Boris Shulman, of Brooklyn, admitted to lying to prospective customers about Mission's fees during his time there between 2009 and 2012.
Shulman's lawyer declined to comment after the 10-minute hearing.
In May 2013, federal prosecutors charged him in one of three indictments accusing Mission and six people of multiple counts of fraud. Prosecutors said that Mission offered debt-settlement or debt-reduction services for an upfront fee, then waltzed away with the money.
In a fourth, related lawsuit, the Consumer Financial Protection Bureau accused Mission, two law offices and a "consulting group" of fraud, including impersonating a government agency.
The U.S. Attorney's Office trumpeted the prosecution at the time as the first one ever based on a referral by the Consumer Financial Protection Bureau, which was created under Dodd-Frank Wall Street Reform and Consumer Protection Act of 2010.

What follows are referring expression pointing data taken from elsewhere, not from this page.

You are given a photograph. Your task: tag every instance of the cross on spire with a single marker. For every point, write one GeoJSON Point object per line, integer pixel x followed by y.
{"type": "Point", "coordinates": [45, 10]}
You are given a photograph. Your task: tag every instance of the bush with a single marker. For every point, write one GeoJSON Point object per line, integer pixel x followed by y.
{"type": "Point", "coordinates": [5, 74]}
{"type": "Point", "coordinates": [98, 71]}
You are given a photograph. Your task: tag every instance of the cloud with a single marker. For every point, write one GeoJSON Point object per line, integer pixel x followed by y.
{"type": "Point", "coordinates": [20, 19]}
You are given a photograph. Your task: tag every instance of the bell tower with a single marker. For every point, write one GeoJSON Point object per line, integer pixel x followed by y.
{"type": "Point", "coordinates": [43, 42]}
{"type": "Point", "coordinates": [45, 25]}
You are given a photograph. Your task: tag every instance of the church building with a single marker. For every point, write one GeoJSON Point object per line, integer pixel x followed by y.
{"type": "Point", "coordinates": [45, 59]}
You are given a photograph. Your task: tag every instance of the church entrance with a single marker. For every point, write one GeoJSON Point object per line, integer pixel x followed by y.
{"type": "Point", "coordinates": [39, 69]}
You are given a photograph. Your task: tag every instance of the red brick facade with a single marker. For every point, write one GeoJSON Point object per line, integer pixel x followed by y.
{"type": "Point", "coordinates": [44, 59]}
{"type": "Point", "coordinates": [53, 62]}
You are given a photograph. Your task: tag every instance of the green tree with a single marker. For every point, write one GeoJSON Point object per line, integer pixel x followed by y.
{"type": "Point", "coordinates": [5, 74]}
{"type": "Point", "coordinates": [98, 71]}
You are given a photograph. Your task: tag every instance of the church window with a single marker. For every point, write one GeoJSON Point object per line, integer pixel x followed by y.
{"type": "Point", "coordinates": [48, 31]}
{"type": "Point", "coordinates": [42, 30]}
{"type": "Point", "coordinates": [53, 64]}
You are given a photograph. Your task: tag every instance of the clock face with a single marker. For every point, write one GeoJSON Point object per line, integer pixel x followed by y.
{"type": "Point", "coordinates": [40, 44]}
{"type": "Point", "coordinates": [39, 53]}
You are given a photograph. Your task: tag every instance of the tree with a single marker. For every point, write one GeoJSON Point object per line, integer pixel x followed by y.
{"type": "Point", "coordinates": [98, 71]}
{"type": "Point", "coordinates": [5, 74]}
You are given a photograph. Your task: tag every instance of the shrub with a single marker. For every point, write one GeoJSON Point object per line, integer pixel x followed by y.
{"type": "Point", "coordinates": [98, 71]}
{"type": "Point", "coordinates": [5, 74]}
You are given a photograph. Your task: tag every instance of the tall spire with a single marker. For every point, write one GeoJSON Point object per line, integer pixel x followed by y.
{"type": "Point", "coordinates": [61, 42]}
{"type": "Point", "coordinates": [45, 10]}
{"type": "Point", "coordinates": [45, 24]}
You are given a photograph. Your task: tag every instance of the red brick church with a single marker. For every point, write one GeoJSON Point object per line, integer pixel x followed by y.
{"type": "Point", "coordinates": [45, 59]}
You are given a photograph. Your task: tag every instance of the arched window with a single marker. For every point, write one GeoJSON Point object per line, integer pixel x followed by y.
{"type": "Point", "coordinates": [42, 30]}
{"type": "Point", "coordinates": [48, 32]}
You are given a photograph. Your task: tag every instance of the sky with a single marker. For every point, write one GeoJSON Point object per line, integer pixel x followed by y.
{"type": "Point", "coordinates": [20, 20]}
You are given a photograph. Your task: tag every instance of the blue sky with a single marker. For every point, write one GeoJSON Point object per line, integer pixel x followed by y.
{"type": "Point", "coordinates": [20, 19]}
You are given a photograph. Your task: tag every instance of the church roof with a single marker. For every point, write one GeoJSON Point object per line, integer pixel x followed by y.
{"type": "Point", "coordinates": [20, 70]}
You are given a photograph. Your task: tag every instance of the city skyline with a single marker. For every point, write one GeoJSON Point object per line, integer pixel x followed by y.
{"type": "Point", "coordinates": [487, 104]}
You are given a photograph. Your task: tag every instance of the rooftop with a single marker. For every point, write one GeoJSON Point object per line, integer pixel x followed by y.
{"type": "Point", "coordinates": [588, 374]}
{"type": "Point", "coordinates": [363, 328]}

Whereas Mission's website states that it "provides you the opportunity to regain your financial independence and get back on the mission of building the brighter future for you and your family," prosecutors said that its real mission was "preying upon the financial desperation of individuals struggling to pay their credit card debts."
Mission "never paid a penny to the customers' creditors" for roughly a third of the $6.6 million it made in fees, prosecutors said in a press release.
Shulman's co-defendant Denis Kurlyand pleaded guilty to the indictment in August.
Felix Lemberskiy and Zakhir Shirinov meanwhile pled guilty in April, weeks before the indictments were unsealed.
Shulman agreed to forfeit $2.1 million with his plea and faces a maximum 60 years in prison when sentenced on May 30.
The remaining cases against Mission's owner, Michael Levitis, and employee Manuel Cruz, have trials slated for June 2 this year.